Chaptive ingests trusted educational YouTube channels, builds Gemini-powered embeddings, and exposes grounded search, Q&A, bookmarks, and quizzes through a FastAPI backend running on AWS Lambda. The experience surfaces lecture knowledge in seconds across web and Hugging Face Space front-ends.
Problem Statement
Your YouTube Tutor Chatbot. Chaptive turns any long lecture into productive, structured learning so you can talk to the video like a tutor.
If you’ve ever:
- parked a 2-hour lecture “for later” and never made it back 😅
- lost the timestamp where the professor finally explained the key idea
- wished you could ask the video a pointed question and get an exact answer
…then Chaptive AI is for you. Educational videos are packed with value, but they’re hard to skim and easy to forget. Chaptive shrinks hours into minutes with sharp summaries, links every answer to the source moment, auto-builds chapters, and reinforces memory with instant quizzes and semantic search.
Solution Overview
Chaptive turns YouTube into a fast, interactive learning loop:
- Shrink hours into minutes with timestamp-aware transcript ingestion & smart chunking (time, paragraph, sliding window).
- Ask anything and get grounded Q&A with citations to the exact transcript moment.
- Skip the fluff thanks to auto-generated chapters, bookmarks, and focused summaries.
- Actually remember by firing off instant quizzes and semantic search refreshers before exams or meetings.
- Stay fast because caching keeps processed videos warm for every client (web, Hugging Face Space, Streamlit).
Under the hood we fetch transcripts, embed them with Gemini, store artifacts in S3, and serve everything via a FastAPI app on AWS Lambda + API Gateway managed by Terraform.
Key Features
-
Paste a YouTube URL and kickstart an asynchronous ingestion pipeline: transcripts are fetched, chunked, embedded with Gemini, and cached while you keep browsing.
Drop in any YouTube URL to preview the channel metadata, video title, and kick off ingestion with a single Run.
Alternatively, pick from cached videos for instant reuse when you need quick answers.
-
Generate video bookmarks with section titles, timestamps, and one-sentence recaps to turn a two-hour lecture into a scannable, hyperlinked timeline.

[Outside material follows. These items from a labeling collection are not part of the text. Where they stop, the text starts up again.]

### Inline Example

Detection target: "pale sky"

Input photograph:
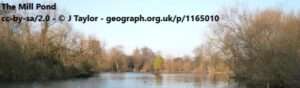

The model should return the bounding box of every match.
[11,0,300,56]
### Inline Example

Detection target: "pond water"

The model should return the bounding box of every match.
[0,73,237,88]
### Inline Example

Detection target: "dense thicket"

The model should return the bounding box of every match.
[214,9,300,88]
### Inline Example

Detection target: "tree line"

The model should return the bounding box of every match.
[212,8,300,88]
[0,11,227,81]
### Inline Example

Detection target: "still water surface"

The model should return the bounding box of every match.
[0,73,237,88]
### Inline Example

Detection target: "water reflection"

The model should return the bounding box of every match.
[0,73,235,88]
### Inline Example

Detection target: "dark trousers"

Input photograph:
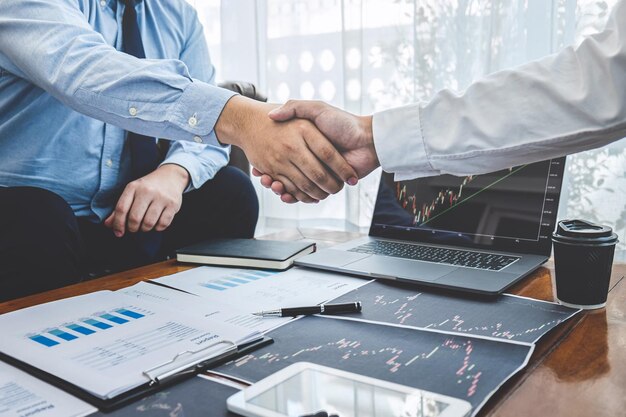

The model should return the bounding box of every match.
[0,167,259,302]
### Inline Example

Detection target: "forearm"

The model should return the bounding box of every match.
[374,2,626,178]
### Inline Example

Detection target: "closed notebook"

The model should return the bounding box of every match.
[176,239,315,270]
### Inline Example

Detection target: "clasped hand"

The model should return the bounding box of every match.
[252,100,380,203]
[215,96,358,203]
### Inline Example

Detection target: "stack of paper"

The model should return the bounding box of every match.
[0,291,260,399]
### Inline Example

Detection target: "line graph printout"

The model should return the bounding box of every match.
[215,316,533,412]
[333,281,580,342]
[118,281,292,332]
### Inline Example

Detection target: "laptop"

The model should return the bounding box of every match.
[295,157,565,294]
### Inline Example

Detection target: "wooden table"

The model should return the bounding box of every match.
[0,229,626,417]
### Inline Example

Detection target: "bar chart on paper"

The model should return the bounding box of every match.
[200,270,276,291]
[27,307,150,348]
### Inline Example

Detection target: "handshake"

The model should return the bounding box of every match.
[215,96,380,203]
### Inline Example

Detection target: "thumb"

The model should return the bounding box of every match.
[268,100,327,122]
[104,212,115,228]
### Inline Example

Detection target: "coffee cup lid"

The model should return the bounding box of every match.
[553,220,617,243]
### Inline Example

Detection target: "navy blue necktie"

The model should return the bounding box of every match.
[120,0,163,258]
[121,0,161,179]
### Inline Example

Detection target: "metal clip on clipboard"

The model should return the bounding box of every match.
[142,340,238,386]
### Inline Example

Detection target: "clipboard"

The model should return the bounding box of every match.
[0,336,274,411]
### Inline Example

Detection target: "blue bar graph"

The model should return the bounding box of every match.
[200,270,279,291]
[215,281,237,288]
[30,334,59,347]
[48,329,78,342]
[85,319,113,330]
[67,323,95,336]
[115,308,144,319]
[100,313,128,324]
[202,283,228,291]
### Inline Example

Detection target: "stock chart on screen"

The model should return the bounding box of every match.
[373,159,564,243]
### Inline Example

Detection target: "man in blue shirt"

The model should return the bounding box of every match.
[0,0,356,301]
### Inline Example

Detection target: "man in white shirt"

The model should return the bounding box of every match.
[255,1,626,202]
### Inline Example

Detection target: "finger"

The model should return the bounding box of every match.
[139,200,165,232]
[304,127,358,185]
[276,174,319,203]
[280,193,298,204]
[290,128,343,193]
[268,100,330,122]
[154,207,176,232]
[111,183,135,237]
[126,193,152,233]
[261,175,274,188]
[104,213,114,229]
[276,158,336,201]
[270,181,287,195]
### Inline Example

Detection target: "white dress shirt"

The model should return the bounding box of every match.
[373,0,626,180]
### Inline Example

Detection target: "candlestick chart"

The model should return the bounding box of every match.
[333,281,578,343]
[216,317,532,406]
[396,165,527,226]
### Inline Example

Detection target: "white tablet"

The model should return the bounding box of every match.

Bookmark previews animate how Chaptive slices a lecture into timestamped chapters.
-
Ask free-form questions and receive grounded answers backed by cited transcript snippets so fact-checking stays instant.
Grounded answers highlight the exact transcript lines that justified each response.
-
Spin up quizzes and executive summaries using Gemini prompts tuned for study guides, with UI sliders for difficulty and length.
Adjust difficulty and summary length, then watch quizzes and recaps generate in seconds.
- Restrict usage to approved educational channels; off-list submissions return a friendly warning plus Terms-of-Use context to keep the dataset compliant.
High-Level Architecture
User submits a video, Lambda ingests and caches artifacts, front-ends query cached embeddings for real-time answers.
Client–Server Interaction Flow
- Client sends authenticated requests to API Gateway.
- API Gateway proxies to Lambda, where Mangum boots FastAPI.
- Ingestion pulls transcripts, chunks, embeds via Gemini, and stores artifacts (
chunks.json,embeddings.npy, metadata) in S3. - DynamoDB tracks job state, TTL, and user quotas.
- Search/QA requests reuse cached artifacts; only retrieval + Gemini generation run at request time.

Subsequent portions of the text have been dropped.